Führerscheine bei nur vorübergehendem Aufenthalt in Deutschland

So lange noch kein ordentlicher Wohnsitz in Deutschland begründet wurde, können Kraftfahrzeuge mit dem gültigen ausländischen Führerschein unbefristet geführt werden. Auflagen und Beschränkungen einer Fahrerlaubnis sind auch in Deutschland zu beachten. Allerdings dürfen Pkw nur dann geführt werden, wenn der Fahrerlaubnisinhaber das in Deutschland vorgeschriebene Mindestalter von 18 Jahren erreicht hat.

Übersetzung oder Internationaler Führerschein

Führerscheine, die nicht in deutscher Sprache ausgestellt sind und solche, die nicht dem Anhang 6 des Übereinkommens über den Straßenverkehr vom 8. November 1968 entsprechen, müssen übersetzt werden. Eine Übersetzung und Klassifizierung kann beim ADAC Regionalclub erworben werden (kostenpflichtig). Die Übersetzung ist mitzuführen. 

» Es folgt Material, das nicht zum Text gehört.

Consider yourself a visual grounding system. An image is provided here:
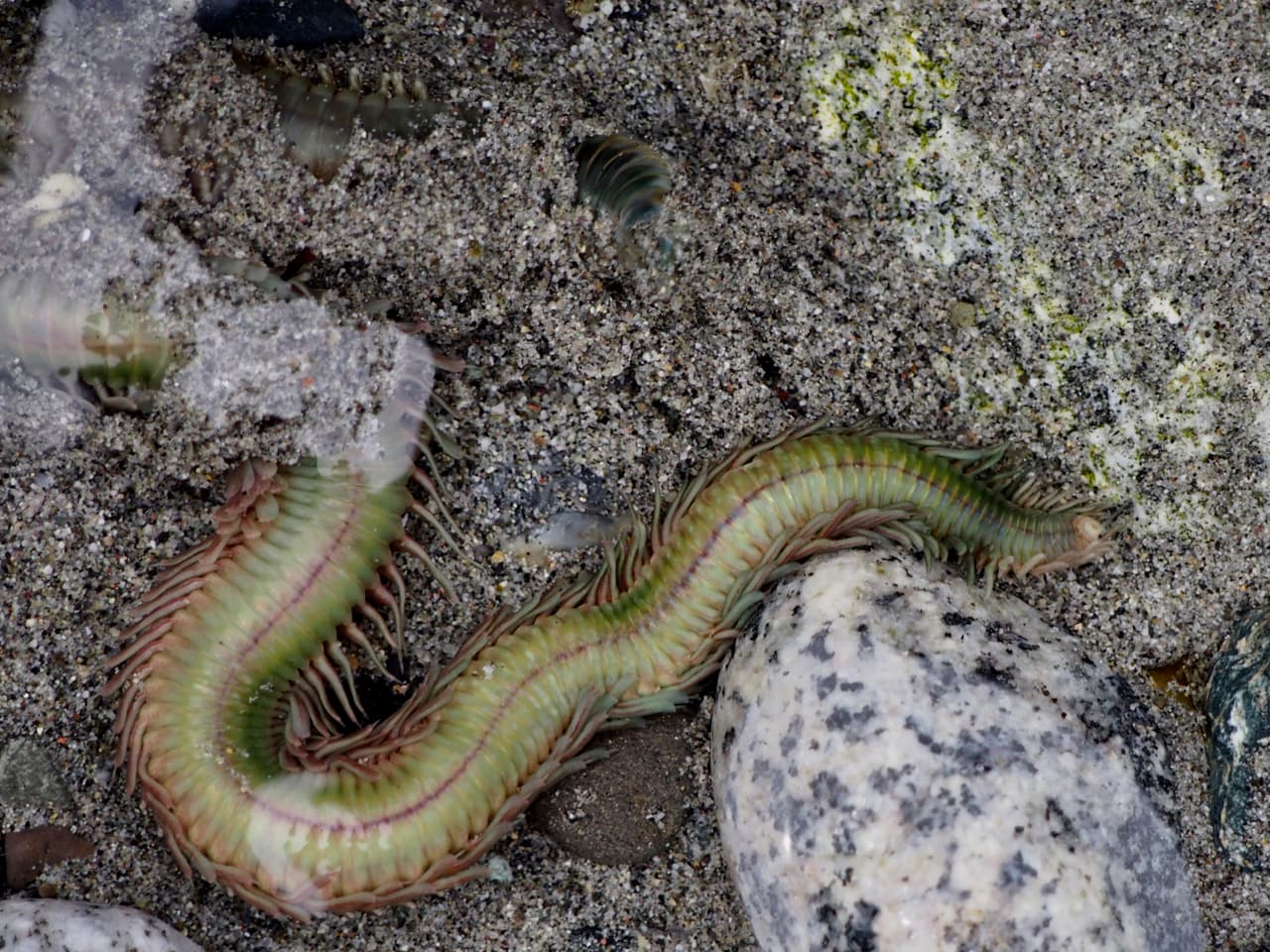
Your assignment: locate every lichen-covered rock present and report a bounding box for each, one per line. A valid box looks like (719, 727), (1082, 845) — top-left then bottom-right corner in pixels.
(713, 552), (1204, 952)
(1206, 608), (1270, 870)
(0, 898), (200, 952)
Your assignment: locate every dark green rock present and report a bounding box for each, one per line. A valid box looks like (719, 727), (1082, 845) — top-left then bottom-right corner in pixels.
(1206, 608), (1270, 870)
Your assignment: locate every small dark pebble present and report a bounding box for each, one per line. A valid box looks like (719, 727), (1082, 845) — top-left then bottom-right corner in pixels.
(4, 825), (95, 890)
(530, 712), (694, 866)
(194, 0), (366, 50)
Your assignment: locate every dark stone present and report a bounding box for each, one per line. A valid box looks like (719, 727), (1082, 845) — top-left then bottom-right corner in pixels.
(4, 825), (94, 890)
(530, 712), (694, 866)
(194, 0), (366, 50)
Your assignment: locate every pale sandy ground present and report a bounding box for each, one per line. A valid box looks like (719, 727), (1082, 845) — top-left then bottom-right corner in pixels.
(0, 0), (1270, 951)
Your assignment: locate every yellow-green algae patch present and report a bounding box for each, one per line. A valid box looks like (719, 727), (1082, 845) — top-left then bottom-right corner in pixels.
(804, 10), (1249, 535)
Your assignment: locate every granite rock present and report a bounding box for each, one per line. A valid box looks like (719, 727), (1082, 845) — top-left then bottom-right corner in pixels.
(712, 552), (1204, 952)
(0, 898), (200, 952)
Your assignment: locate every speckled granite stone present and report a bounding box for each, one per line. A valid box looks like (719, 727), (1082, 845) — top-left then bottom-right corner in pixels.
(0, 898), (200, 952)
(713, 552), (1204, 952)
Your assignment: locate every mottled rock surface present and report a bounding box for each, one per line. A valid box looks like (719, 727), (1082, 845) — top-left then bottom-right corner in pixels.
(713, 552), (1204, 952)
(1206, 607), (1270, 870)
(0, 898), (202, 952)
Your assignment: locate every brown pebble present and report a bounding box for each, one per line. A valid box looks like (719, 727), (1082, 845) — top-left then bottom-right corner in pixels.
(530, 712), (694, 866)
(4, 825), (95, 890)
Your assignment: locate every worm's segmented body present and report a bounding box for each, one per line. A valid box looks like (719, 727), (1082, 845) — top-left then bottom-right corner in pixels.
(107, 416), (1106, 916)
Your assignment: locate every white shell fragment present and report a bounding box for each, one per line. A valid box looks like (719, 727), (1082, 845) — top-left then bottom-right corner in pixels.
(713, 552), (1204, 952)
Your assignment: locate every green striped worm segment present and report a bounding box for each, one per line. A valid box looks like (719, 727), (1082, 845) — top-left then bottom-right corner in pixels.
(105, 422), (1106, 917)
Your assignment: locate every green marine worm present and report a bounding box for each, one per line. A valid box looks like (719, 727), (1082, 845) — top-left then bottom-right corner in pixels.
(105, 422), (1107, 917)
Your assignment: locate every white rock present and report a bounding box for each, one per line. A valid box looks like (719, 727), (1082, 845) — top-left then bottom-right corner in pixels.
(0, 898), (202, 952)
(713, 552), (1204, 952)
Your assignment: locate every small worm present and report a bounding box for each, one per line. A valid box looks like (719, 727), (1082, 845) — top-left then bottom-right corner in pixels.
(575, 136), (673, 260)
(0, 274), (172, 412)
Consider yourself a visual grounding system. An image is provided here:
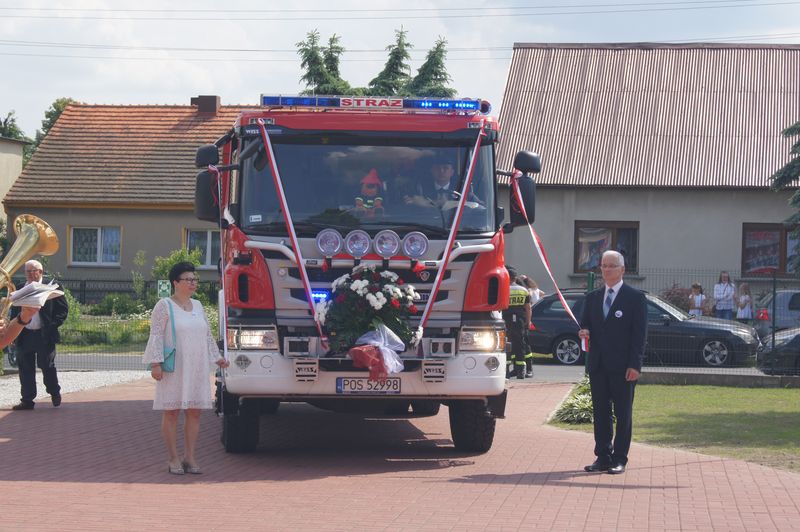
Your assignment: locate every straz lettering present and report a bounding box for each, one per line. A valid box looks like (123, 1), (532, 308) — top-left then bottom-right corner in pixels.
(339, 98), (403, 109)
(509, 296), (525, 307)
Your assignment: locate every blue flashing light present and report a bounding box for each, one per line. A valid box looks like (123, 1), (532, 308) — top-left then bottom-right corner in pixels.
(261, 94), (489, 113)
(311, 290), (331, 303)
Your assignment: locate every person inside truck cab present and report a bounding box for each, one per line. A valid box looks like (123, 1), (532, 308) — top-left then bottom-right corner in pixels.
(403, 156), (482, 209)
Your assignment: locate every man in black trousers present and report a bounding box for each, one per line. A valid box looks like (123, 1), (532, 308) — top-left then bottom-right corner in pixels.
(578, 251), (647, 475)
(11, 260), (69, 410)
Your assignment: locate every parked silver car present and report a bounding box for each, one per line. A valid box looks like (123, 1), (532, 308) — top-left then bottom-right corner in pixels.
(753, 290), (800, 338)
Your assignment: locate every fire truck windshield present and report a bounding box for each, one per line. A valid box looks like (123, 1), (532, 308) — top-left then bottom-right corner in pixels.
(238, 132), (495, 237)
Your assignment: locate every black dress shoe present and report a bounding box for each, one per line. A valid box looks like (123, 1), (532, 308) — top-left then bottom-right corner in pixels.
(583, 460), (610, 473)
(608, 464), (625, 475)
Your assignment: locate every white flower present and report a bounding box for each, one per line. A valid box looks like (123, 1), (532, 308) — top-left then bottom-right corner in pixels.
(331, 274), (350, 292)
(350, 279), (369, 296)
(367, 292), (386, 310)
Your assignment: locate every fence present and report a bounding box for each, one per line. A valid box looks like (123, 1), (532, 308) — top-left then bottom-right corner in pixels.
(4, 269), (800, 375)
(532, 269), (800, 375)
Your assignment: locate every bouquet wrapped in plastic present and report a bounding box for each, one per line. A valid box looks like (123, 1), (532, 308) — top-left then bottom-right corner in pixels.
(347, 323), (406, 381)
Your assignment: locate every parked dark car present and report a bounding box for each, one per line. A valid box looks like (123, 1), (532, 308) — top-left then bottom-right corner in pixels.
(529, 290), (760, 367)
(757, 327), (800, 375)
(753, 290), (800, 338)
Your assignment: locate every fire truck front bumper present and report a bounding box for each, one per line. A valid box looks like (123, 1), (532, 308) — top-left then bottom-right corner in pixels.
(219, 351), (506, 401)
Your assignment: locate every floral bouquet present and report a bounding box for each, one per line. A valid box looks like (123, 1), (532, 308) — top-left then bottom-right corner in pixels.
(316, 266), (421, 353)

Bei englischsprachigen Führerscheinen wird in der Praxis indes zum Teil auf eine Übersetzung verzichtet. Hierzu gibt es aber keine bundeseinheitliche Empfehlung des Bundesministeriums für Verkehr, Bau- und Wohnungswesen (BMVBW). Deshalb raten wir Ihnen insoweit direkt die zuständige Führerscheinbehörde zu kontaktieren.

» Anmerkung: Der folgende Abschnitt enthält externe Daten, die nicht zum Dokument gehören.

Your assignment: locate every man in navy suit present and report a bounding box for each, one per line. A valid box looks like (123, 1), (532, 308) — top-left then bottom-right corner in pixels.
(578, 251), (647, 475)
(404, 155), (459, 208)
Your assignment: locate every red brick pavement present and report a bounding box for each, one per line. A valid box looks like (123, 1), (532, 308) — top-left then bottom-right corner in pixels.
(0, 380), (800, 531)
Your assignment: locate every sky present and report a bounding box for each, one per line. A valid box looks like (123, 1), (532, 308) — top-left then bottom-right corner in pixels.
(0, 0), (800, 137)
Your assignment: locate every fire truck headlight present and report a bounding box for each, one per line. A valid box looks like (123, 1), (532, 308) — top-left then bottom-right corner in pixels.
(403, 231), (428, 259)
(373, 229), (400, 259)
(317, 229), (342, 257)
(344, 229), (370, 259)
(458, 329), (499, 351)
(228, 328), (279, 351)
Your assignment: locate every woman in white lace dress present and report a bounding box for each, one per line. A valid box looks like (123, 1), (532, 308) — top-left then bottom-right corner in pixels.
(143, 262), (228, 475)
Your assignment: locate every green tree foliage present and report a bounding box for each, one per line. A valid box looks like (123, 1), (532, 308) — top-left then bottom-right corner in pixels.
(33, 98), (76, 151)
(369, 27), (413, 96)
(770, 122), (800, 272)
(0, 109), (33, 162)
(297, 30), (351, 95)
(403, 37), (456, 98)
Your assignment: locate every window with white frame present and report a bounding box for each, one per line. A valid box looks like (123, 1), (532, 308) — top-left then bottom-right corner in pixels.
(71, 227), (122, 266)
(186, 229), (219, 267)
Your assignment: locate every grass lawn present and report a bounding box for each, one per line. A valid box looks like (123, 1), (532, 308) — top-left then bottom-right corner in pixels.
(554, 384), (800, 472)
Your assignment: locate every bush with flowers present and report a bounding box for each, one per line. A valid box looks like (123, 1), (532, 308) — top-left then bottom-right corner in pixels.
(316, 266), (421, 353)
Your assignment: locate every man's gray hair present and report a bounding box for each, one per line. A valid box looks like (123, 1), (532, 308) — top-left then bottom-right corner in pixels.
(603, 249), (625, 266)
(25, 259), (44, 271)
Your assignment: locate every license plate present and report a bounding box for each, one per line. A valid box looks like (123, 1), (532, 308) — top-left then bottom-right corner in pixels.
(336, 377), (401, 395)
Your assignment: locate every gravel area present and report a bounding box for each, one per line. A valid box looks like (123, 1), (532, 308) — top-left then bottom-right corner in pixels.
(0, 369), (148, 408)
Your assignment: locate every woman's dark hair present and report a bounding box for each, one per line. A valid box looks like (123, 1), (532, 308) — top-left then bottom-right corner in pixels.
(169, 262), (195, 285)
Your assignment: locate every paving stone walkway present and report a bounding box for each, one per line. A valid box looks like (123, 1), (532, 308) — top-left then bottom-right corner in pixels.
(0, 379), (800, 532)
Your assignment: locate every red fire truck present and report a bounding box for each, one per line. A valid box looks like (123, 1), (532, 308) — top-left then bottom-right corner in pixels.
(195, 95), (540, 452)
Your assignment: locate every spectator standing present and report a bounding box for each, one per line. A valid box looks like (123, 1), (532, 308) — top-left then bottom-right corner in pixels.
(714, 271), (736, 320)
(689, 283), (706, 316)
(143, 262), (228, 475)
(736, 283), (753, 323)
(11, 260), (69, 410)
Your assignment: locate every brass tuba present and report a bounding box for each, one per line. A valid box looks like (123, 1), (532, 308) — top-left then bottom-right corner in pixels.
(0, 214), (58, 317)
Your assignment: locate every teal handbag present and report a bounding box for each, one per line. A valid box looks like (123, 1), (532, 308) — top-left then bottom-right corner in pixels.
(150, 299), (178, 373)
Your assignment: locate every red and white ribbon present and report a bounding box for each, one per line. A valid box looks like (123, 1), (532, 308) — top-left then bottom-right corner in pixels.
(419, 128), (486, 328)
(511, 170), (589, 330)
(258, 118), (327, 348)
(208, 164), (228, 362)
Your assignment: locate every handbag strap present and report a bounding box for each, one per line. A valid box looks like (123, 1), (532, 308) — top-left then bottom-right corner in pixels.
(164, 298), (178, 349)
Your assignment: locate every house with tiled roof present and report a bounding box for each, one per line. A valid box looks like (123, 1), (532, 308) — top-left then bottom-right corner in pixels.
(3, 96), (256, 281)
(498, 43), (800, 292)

Sofern Sie einen Internationalen Führerschein besitzen, ist keine Übersetzung erforderlich.

 

Keine Übersetzung erforderlich 

Wenn der Führerschein in einem Mitgliedstaat der Europäischen Union (EU) oder Vertragsstaat des Abkommens über den Europäischen Wirtschaftsraum (EWR) ausgestellt ist, benötigen sie keine Übersetzung des ausländischen Führerscheins.

Außerdem verzichtet Deutschland bei folgenden Ländern auf das Mitführen einer Übersetzung: Andorra, Hongkong, Monaco, Neuseeland, San Marino, Schweiz und Senegal.

 

Ordentlicher Wohnsitz – 185-Tage 

Solange kein ordentlicher Wohnsitz in Deutschland besteht, darf unbefristet von der Fahrerlaubnis Gebrauch gemacht werden. 

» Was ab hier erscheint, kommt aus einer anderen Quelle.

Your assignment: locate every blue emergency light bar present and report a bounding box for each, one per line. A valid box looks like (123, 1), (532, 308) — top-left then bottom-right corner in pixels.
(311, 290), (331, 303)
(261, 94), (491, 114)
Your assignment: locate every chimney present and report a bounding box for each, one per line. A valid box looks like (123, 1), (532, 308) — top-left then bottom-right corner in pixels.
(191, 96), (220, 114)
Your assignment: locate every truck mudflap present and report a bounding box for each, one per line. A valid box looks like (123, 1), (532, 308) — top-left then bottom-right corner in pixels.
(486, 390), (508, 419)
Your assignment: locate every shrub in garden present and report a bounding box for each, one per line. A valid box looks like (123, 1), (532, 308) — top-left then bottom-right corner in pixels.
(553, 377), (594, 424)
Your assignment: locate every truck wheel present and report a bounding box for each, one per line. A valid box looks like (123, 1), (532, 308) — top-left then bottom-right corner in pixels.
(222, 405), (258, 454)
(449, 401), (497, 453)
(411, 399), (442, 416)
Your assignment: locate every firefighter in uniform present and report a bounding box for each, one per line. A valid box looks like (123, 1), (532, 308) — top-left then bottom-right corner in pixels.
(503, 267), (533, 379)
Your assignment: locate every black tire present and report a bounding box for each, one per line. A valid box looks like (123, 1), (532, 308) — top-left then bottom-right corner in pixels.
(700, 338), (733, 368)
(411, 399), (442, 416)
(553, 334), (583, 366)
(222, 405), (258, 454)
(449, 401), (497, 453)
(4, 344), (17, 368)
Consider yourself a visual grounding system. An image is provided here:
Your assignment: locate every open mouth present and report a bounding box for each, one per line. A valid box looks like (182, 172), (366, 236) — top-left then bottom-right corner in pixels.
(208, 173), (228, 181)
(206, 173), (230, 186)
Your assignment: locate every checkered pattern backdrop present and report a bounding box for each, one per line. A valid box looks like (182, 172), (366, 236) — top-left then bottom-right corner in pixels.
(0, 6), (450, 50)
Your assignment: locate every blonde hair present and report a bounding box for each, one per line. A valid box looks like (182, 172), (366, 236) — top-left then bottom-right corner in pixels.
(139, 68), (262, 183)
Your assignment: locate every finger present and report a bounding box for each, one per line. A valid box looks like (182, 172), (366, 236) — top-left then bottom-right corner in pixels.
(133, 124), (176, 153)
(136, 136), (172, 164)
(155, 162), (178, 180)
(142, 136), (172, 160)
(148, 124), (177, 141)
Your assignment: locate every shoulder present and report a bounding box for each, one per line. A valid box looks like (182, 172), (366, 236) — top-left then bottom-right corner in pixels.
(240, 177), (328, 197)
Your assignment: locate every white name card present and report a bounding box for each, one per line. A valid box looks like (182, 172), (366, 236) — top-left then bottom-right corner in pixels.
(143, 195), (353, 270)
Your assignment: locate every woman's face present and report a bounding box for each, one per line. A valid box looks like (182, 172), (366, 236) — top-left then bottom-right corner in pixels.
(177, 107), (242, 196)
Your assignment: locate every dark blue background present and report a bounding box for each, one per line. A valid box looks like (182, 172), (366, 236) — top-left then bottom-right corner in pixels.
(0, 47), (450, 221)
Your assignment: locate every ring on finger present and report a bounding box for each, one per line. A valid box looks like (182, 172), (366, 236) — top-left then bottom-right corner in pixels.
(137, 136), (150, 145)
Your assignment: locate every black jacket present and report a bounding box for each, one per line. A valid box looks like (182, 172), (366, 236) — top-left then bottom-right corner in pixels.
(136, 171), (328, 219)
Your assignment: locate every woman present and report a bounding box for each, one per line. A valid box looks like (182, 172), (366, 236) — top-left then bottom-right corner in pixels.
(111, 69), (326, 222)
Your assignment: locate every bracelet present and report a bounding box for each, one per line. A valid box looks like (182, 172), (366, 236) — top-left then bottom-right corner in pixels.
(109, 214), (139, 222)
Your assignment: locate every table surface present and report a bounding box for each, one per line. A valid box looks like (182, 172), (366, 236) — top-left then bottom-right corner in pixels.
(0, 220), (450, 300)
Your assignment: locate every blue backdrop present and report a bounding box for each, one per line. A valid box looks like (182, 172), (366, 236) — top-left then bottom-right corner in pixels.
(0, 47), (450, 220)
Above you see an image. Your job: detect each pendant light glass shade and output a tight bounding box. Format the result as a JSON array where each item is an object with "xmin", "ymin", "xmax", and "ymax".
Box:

Einen ordentlichen Wohnsitz hat eine Person dort, wo sie über einen zusammenhängenden Zeitraum von mindestens 185 Tagen wohnt und wegen persönlicher oder beruflicher Bindungen eine enge Beziehung zum Wohnort hat; es wird in diesem Zusammenhang auf den Lebensmittelpunkt der Person abgestellt. 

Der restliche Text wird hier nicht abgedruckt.